This reverts commit 646489a.
This reverts commit 646489a.
Revert "Replace Enhanced Colors with Color Schemes (#39792)"
In VS 16.0 we introduced Enhanced Colors for C# and Basic. This worked by updating the users configured colors to match either the Enhanced scheme or the Visual Studio 2017 (Classic) theme. The user would choose whether to use the Enhanced colors by setting a checkbox in Tools > Options > Text Editor > C# | Basic > Advanced. We would then attempt to apply the correct colors on VS start and when the VS theme was changed.
One problem with this approach is that the default colors from the Fonts and Colors options page were always the VS2017 colors.
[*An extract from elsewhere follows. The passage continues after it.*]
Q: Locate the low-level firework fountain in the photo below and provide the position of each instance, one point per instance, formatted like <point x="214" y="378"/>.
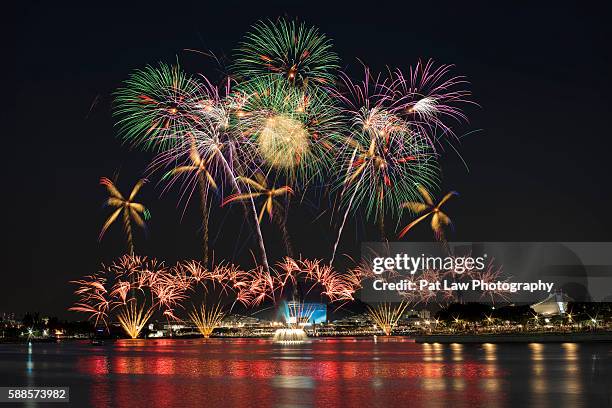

This would cause confusion when users had opted-in to the Enhanced colors but tried to reset custom colors that they had applied.
Another problem is that we tried to Apply the colors on top of the user's configured colors. There are several open feedbacks reporting application of colors either failed or, since they were applied, are now synching over affecting the user's other VS installs in unexpected ways.
In 16.3 the C++ team implemented Color Schemes support. Their approach was different from ours in that they wrote the colors into the VS registry overwriting defaults for each of the 4 in-box themes (Light, Blue, Blue (Extra Contrast), and Dark), meaning 'Use Defaults' in Fonts and Colors worked. They also never changed the users configured colors which avoided any potential partial application or synching issues.
For 16.4 we want to adopt this same method of controlling the editor's color scheme for Roslyn. There is no longer a checkbox for 'Use enhanced colors for C# and Basic'. Instead we have a dropdown where a user will select either Enhanced or Visual Studio 2017. For new VS users this will default to Enhanced. For users of previous versions of 16, we will migrate over the user's choice from the checkbox experience with one exception.

Previously when the user had customized any of the classification colors that we were interested in, we would not apply colors. To retain this behavior, on first launch of this build during the migration we will set the Color Scheme to Visual Studio 2017 even if Use Enhanced colors was checked.
As a consequence of moving from the old approach (updating user colors) to this new approach (updating default colors) is that we want the user's colors to be defaulted so that the default colors can come through. To account for this, the first time each of the in-box themes are loaded we will walk the user's colors and default the classifications that match the scheme's colors. After this initial defaulting, we will make no attempts at updating user colors and any incomplete migration would be resolved by using the 'Use Defaults' button in Fonts and Colors.
For VS themes that have been customized in Fonts and Colors a warning will be displayed.

For custom VS themes a warning will be displayed and the dropdown will be hidden.

This change involves removing our classification colors from the VS repo and moving them into Roslyn. At the time this is inserted we will replace our colors in the VS EditorColors.xml with a comment about where they have moved.